The Book of Joan by Lidia Yuknavitch is a dystopian futuristic novel set in a world that has almost been destroyed by constant wars. Survivors flee to CIEL, a space station where they mutate and become galvanized by a charismatic child-warrior named Joan who possesses mysterious powers and tries to turn CIEL into a quasi-corporate police state.  The NYT called it brilliant and incendiary”. For me, it was too incendiary, depressing and violent.  Okay, call me a Philistine.

*Make Your Bed: Little Things That Can Change Your Life…and Maybe the World by William H. McRaven expands on his 2014 University of Texas commencement address that went viral with over 10 million views to 144 pages.  Admiral McRavel develops ten principles from his training as a Navy Seal and from from people he encountered during his military service who confronted hardship with determination, compassion, honor, and courage.

**Lilac Girls by Martha Hall Kelly is a debut novel inspired by the true story of New York socialite, Caroline Ferriday. The lives of three women intertwine through WWII and converge at the Ravensbruck concentration camp as Caroline becomes increasing involved from her post at the French consulate. Kasia Kuzmerick becomes a courier in the Polish resistance and a subject for medical experiments, while Dr. Herta Oberheuser learns surgery at Ravensbruck. “Smart, thoughtful and just an old-fashioned good read.”

The Romance Reader’s Guide to Life by Sharon Pywell has “Equal parts mystery, romance, and family saga, with a dash of dark comedy.”  Unemployment at the end of World War II leads two sisters to launch a makeup business similar to Mary Kay.  The smart sister uses life lessons she has learned from romance fiction that enable her to cope when the glamorous sister disappears.  

Thursday, June 1, 2017

May Books



*Mississippi Blood by Greg Iles concludes a best-selling trilogy and finds Natchez mayor, Penn Cage, forced to be a spectator as his revered physician father, is tried for murder in the wake of revelations about a mixed-race child and KKK associations. Iles is a great story teller,  but there is just too much here--at 692 pages, too many references to previous books, too many plot twists, too many amazing survival stories and too little nuance in character development...but still a fun read.

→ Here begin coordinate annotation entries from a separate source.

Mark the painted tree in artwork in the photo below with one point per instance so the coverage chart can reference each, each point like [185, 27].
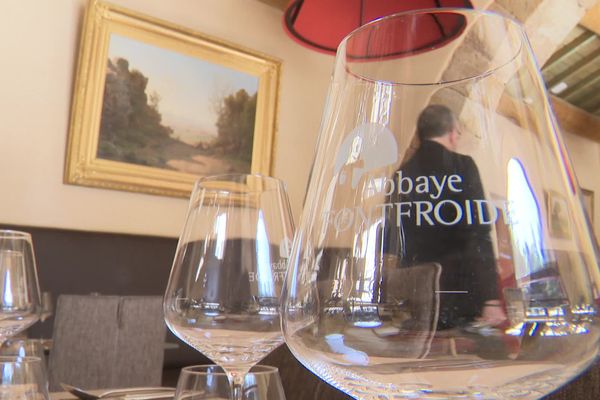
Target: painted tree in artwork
[235, 125]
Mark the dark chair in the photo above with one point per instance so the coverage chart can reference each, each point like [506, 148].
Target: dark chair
[107, 341]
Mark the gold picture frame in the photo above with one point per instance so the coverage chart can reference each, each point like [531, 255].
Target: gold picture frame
[119, 135]
[559, 220]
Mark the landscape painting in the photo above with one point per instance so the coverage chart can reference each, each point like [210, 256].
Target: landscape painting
[167, 110]
[157, 106]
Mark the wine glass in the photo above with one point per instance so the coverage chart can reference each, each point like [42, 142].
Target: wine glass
[203, 382]
[223, 292]
[19, 289]
[443, 251]
[47, 306]
[23, 378]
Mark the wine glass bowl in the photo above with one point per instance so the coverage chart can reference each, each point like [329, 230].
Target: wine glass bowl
[443, 251]
[19, 289]
[223, 293]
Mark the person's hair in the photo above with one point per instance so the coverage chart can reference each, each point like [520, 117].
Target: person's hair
[435, 121]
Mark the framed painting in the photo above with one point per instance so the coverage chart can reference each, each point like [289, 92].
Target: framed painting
[588, 202]
[156, 106]
[559, 225]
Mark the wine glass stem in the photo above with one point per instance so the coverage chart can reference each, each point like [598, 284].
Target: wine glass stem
[237, 382]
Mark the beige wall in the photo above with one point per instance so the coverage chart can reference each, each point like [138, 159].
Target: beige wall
[585, 158]
[38, 53]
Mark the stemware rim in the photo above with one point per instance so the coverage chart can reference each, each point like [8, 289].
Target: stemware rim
[215, 177]
[15, 234]
[19, 359]
[202, 369]
[518, 26]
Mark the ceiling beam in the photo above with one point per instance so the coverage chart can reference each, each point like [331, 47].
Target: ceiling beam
[280, 4]
[570, 48]
[591, 19]
[575, 120]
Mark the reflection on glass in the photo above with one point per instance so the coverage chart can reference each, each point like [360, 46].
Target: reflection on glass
[442, 251]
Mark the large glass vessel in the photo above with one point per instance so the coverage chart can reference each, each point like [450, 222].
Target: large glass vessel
[443, 250]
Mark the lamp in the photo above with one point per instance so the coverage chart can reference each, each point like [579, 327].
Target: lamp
[322, 24]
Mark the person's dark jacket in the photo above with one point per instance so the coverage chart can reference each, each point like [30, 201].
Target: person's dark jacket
[464, 249]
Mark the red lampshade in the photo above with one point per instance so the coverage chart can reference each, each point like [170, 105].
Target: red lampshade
[322, 24]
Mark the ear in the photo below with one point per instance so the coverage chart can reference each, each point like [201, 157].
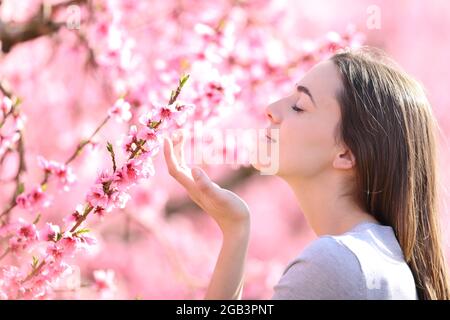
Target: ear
[344, 159]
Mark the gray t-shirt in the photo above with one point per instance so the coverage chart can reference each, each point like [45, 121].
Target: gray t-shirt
[363, 263]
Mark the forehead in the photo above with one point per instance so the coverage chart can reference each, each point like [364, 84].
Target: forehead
[322, 80]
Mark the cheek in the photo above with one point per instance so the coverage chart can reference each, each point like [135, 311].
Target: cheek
[306, 147]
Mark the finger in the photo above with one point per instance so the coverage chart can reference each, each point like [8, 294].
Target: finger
[174, 169]
[204, 183]
[179, 139]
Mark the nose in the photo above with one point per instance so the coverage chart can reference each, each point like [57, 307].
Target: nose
[272, 115]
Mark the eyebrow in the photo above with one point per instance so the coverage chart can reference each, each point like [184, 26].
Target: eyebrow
[306, 91]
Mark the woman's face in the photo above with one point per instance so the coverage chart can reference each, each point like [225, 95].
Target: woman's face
[306, 120]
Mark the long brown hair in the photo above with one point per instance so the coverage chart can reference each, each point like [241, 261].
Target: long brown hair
[387, 122]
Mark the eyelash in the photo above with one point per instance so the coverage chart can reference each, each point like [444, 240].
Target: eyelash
[296, 109]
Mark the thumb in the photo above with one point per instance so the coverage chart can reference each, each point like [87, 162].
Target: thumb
[202, 180]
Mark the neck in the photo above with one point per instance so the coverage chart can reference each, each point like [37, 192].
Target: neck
[326, 209]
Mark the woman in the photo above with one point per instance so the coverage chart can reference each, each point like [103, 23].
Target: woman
[357, 147]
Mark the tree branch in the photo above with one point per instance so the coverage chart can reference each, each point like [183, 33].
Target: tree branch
[39, 25]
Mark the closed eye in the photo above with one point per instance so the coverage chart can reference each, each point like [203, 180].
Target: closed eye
[296, 109]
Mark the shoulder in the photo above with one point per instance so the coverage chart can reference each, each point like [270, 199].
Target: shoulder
[326, 269]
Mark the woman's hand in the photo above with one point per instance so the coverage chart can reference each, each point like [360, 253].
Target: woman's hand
[225, 207]
[229, 211]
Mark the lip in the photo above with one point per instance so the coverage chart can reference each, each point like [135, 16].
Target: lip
[269, 137]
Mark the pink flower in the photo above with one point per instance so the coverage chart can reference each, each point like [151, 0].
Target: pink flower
[97, 197]
[104, 282]
[50, 232]
[63, 173]
[146, 133]
[148, 117]
[26, 234]
[120, 111]
[130, 141]
[10, 282]
[74, 216]
[6, 105]
[120, 199]
[34, 200]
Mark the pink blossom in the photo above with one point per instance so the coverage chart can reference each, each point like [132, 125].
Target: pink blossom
[120, 199]
[130, 141]
[10, 282]
[97, 197]
[26, 234]
[62, 172]
[50, 232]
[6, 105]
[104, 282]
[120, 111]
[74, 216]
[36, 199]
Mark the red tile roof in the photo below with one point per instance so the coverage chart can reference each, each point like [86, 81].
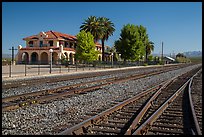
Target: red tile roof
[53, 35]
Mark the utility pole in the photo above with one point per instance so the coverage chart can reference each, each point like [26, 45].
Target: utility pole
[12, 53]
[162, 53]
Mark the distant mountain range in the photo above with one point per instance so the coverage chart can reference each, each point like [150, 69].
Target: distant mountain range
[193, 54]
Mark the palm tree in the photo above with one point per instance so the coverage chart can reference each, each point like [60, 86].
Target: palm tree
[107, 30]
[149, 48]
[92, 25]
[101, 28]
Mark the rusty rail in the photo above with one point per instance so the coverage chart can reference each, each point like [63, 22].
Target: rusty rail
[142, 129]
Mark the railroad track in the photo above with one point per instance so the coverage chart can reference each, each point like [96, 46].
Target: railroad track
[133, 115]
[29, 82]
[15, 102]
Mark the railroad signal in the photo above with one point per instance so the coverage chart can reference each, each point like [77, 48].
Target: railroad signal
[12, 53]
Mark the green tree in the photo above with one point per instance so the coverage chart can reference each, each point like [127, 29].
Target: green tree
[130, 45]
[101, 28]
[85, 50]
[93, 26]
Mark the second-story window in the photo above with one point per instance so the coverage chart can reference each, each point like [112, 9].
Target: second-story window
[41, 43]
[30, 43]
[51, 43]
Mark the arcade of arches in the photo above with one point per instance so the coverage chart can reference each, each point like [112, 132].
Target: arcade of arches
[43, 57]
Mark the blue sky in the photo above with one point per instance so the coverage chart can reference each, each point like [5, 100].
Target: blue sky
[177, 24]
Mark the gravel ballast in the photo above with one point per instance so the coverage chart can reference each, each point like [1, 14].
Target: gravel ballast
[48, 118]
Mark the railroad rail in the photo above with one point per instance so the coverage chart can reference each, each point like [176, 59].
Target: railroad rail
[28, 82]
[138, 114]
[15, 102]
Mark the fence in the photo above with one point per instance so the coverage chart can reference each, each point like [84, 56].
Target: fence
[37, 68]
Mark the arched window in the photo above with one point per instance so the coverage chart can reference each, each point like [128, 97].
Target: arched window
[51, 43]
[30, 43]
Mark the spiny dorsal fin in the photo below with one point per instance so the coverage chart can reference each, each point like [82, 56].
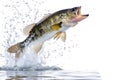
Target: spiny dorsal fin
[27, 29]
[61, 35]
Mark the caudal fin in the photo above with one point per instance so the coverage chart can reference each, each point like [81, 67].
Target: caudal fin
[15, 49]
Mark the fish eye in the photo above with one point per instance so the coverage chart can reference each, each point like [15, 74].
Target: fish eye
[73, 9]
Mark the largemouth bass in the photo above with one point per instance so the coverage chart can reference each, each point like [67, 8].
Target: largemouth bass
[53, 26]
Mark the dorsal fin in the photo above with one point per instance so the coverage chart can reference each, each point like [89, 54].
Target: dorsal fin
[61, 35]
[27, 29]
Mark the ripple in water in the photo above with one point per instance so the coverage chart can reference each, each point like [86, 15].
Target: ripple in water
[32, 66]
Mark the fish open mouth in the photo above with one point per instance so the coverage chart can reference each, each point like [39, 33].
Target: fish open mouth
[78, 12]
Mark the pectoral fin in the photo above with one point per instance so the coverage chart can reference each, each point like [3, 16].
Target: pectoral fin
[27, 29]
[56, 27]
[61, 35]
[37, 47]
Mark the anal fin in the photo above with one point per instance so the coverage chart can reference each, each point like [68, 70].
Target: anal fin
[27, 29]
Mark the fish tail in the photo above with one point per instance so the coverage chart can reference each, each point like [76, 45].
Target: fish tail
[17, 49]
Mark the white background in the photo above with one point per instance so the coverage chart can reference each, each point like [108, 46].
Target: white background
[99, 37]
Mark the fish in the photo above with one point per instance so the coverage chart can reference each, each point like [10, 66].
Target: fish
[53, 26]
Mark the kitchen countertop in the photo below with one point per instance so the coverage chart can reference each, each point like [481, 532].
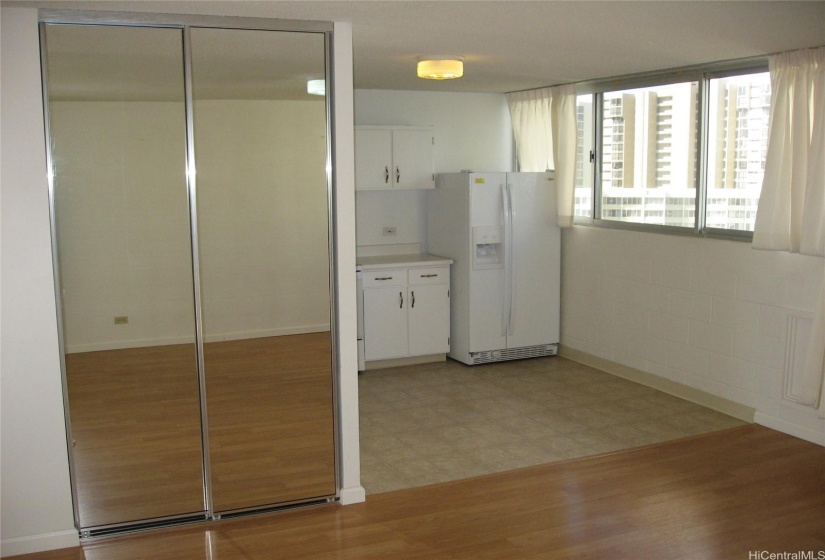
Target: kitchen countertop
[414, 259]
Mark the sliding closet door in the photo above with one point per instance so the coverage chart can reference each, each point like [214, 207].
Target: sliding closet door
[121, 217]
[264, 261]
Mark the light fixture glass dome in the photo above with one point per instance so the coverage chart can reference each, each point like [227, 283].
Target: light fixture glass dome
[440, 67]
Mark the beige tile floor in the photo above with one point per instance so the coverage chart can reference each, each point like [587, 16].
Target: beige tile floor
[431, 423]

**The Undoing Project: A Friendship That Changed Our Minds by Michael Lewis describes how Israeli psychologists Daniel Kahneman and Amos Tversky wrote a series of articles challenging assumptions about the decision-making process that won the Nobel prize in economics.  Not Lewis’ best work, but still engaging, informative and insightful.

*The Best of Adam Sharp by Graeme Simseson, best-selling author of The Rosie Project has a 50-year-old man who compares his safe life choices and remembers a youthful affair with an exotic actress.  Then, she contacts him and suggests the possibility of a more exciting life. An engaging read with an excellent sound track (references to songs that fit the occasions of the narrative).

LaRose by National Book Award–winner Louise Erdrich immerses the reader into the tumultuous world of two Native American families bound together by culture and grief. Landreaux accidentally shoots and kills his best friend’s 5-year-old son. He  follows an ancient Ojibwe tradition and gives his own son to the bereaved parents, but complications mount.  The novel shifts between time and alternative realities in a way that made it hard for me to complete-- my bad.